Dağlık arazilerde, ormanlarda otonom araçların kullanılmasının mümkün olduğunu vurgulayan Eroğlu, “Tabii bunun belirli şartları ve kısıtlamaları var. Örneğin hiç yol olmayan bir alanda bir şoför aracın hareket kabiliyetine bakarak yola devam edebilir. Fakat otonom bir aracın o anda yolu bulabilmesi için farklı koşullar gerekli, ya iyi bir uydu bağlantısıyla haritaya göre yol alabilir ya da bir patika varsa bunu takip edebilir. Farklı senaryolar var burada. Fakat bu alanda büyük bir gelecek var. Sadece insanların kullanımı açısından değil, askeri kullanım açısından da bu önem arz eden bir konu. Türkiye’nin özellikle doğusunda bulunan dağlık arazilerde, bayırlarda, yüksek irtifalı dağlarda askerlerin hareketleri kolay değilken bunun gibi veya çok daha küçük araç boyutlardaki araçların otonom hareket etmesi, oralarda kendi yolunu bulup patikaları takip edip insan izleri araması gayet mümkün bir konu. Bu araçların arazide çalışabilmesi, bu alanlarda kullanılabilmesi için özellikle bunun resmi olarak yapılabilmesi için çok uzun süreli çalışmalar gerekiyor. Şu an biz buraya yarışma amacıyla geldik ve açık kaynaklı, insanların kullanımının ücretsiz olduğu bir sürü yazılım paket kullanıyoruz. Bunların en başta yeniden yazılması, yeniden oluşturulması gerekiyor ki biz bunu lisanslayabilelim, kendi kullanımlarımız için, kendi amaçlarımız için askeri olsun, şahsi olsun kullanılır hale getirebilelim. Bunun için sağlam bir AR-GE çalışması yapılması gerekiyor. Aynı zamanda bu aracın kendi elektroniği gibi diğer konularda yerlilik çalışmaları yapılması ve daha düzgün bir hale, seri üretime uygun bir hale getirilmesi gerekiyor” şeklinde konuştu.
"Çalışmalara bakıp bize destek olmanızı çok isteriz"

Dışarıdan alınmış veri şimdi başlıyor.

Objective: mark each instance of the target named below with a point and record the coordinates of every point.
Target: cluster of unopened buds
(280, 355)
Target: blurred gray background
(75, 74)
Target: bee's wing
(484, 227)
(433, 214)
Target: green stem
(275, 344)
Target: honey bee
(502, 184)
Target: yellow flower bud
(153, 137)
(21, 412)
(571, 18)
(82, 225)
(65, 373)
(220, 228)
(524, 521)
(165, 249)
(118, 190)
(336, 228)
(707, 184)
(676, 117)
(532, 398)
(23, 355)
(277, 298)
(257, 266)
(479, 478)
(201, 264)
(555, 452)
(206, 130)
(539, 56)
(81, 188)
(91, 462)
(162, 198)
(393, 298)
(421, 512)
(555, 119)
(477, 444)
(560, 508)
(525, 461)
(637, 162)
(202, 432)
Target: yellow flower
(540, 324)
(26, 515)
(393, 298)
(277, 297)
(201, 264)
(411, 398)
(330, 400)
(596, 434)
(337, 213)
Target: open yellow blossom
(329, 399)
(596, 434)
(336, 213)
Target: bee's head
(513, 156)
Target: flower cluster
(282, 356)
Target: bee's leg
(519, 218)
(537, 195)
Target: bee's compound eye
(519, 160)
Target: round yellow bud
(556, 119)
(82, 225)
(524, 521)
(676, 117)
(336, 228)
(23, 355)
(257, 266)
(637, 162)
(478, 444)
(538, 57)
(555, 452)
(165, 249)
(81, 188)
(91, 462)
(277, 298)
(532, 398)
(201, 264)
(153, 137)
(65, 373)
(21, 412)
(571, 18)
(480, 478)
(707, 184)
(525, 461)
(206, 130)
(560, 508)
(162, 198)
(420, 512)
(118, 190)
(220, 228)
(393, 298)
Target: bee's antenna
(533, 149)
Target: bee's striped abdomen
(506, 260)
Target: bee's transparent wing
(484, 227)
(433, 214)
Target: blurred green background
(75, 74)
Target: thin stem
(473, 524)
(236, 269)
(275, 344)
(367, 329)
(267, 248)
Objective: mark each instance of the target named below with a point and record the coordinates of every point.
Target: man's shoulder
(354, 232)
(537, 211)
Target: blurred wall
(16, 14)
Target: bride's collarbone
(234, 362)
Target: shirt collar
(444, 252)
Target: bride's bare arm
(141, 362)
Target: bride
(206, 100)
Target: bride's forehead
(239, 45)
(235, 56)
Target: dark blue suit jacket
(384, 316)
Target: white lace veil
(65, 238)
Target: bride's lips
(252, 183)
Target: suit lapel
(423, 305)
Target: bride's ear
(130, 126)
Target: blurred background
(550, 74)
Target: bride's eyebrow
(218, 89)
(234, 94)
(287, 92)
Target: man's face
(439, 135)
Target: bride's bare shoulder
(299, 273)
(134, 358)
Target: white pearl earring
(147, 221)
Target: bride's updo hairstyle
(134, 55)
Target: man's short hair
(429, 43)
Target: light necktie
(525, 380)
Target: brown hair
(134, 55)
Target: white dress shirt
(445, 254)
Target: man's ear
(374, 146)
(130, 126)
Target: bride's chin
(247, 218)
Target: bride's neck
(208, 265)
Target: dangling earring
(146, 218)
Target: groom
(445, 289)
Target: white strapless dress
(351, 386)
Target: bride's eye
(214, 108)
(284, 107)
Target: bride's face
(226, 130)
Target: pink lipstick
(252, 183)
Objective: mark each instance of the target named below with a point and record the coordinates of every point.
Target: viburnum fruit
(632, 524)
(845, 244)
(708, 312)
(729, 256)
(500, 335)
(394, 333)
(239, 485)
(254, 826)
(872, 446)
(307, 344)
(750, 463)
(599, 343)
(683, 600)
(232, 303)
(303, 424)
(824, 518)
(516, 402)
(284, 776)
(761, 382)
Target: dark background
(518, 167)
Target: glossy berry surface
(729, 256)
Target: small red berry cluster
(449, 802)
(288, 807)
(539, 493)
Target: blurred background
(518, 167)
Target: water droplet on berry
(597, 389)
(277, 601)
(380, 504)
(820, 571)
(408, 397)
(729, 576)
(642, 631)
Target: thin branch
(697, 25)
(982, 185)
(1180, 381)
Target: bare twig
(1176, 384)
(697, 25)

Düzce’deki iş adamlarına da seslenen Eroğlu, "Biz burada bu ülkenin geleceği için, ileride yapılacak işler için çok güzel çalışmalar yürütüyoruz. Sadece robotaksi alanında değil, İHA alanında, model uydu alanında da çalışmalar yürütüyoruz. Düzce Üniversitesindeki laboratuvarımıza gelip bizi görmenizi, aynı zamanda bu yaptığımız çalışmalara bakıp bize destek olmanızı çok isteriz" ifadelerini kullandı.